This novel takes place about ten years after the end of The Hundred Thousand Kingdoms, after Bright Itempas’s exile and the growth of the World Tree. It opens with a new character: Oree Shoth, a blind street artist who despite her disability can see magic, a faculty she inherited from her father. Oree wants nothing much to do with magic — she wants to live as ordinary a life as she can — but the city of Sky is teeming with godlings, and magic apparently wants something to do with her. So she isn’t all that surprised when she finds a mute, broken, homeless man glowing in a dumpster, and she takes him home with her. (He won’t tell her his name, so she dubs him “Shiny,” assuming he’s just another godling.)
Later, things start getting more complicated. Someone is murdering godlings, and the night-god Nahadoth gives the city a deadline to find out who is committing the murders and why. (It turns out that the way they are being murdered is important, too.) The Itempan Order is looking for a scapegoat rather than a culprit, and Oree, with her ability to see magic, is very handy. Shiny turns out to be rather more than an ordinary godling, increasing the danger to Oree. Yet as the story goes on, she begins to find her power in her own identity and history.
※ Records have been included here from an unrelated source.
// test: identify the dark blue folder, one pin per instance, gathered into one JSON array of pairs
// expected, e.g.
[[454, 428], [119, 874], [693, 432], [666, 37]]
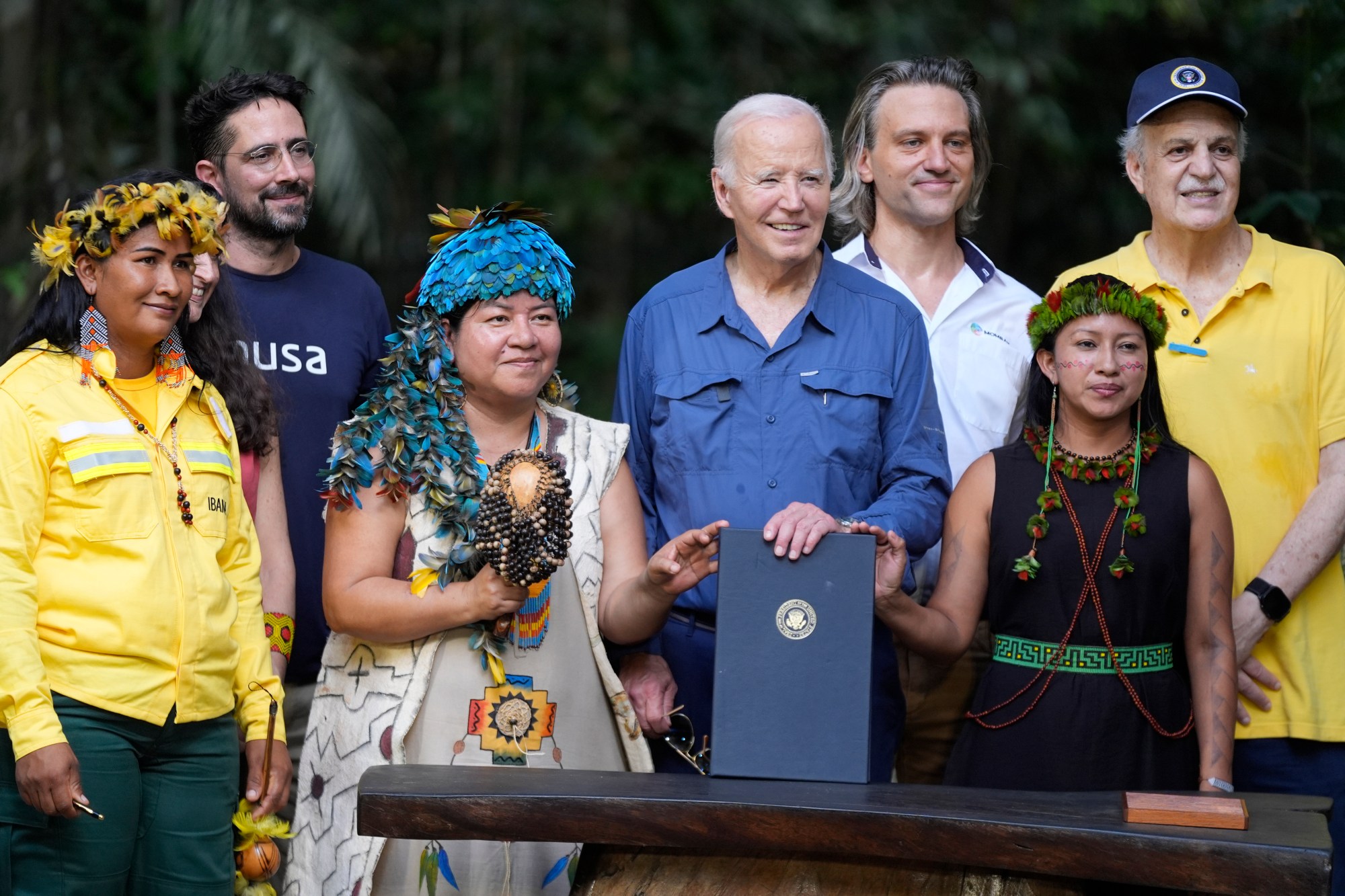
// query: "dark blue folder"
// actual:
[[794, 659]]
The relationships wind back and forth in this novel: who owes what to whom? One of Oree’s first and deepest relationships in the book is to Madding, the god of obligation. He runs an organization of his fellow godlings and some disaffected mortals, with a traffic in godsblood (which is a kind of narcotic.) For Madding, no relationship can be satisfying if it is altruistic; there must be a deal, something owed, something paid. This resonates with the sense of justice in Itempas’s punishment: he can’t just say he’s sorry and have it finished. He owes a sacrifice. But Oree is willing to give herself up and not ask for anything in return — and in the end, more life is the result.
This second book in N.K. Jemisin’s Inheritance trilogy is less complex than the first, because there’s less world-building to be done. Jemisin also does more of the heavy lifting here: for readers of the first book, it’s not at all difficult to figure out who Shiny really is, for instance. These characters are more two-dimensional — Shiny is no Nahadoth — and the mysteries we explore are shallower: more temporal and less eternal. But there is still a sense that there are centuries of geopolitics, religion, history, war, spirituality, race, culture, art, and literature backing up the events of the novel. This is a rich world.
I know some of you didn’t enjoy the third book in this trilogy much at all. Should I even try it?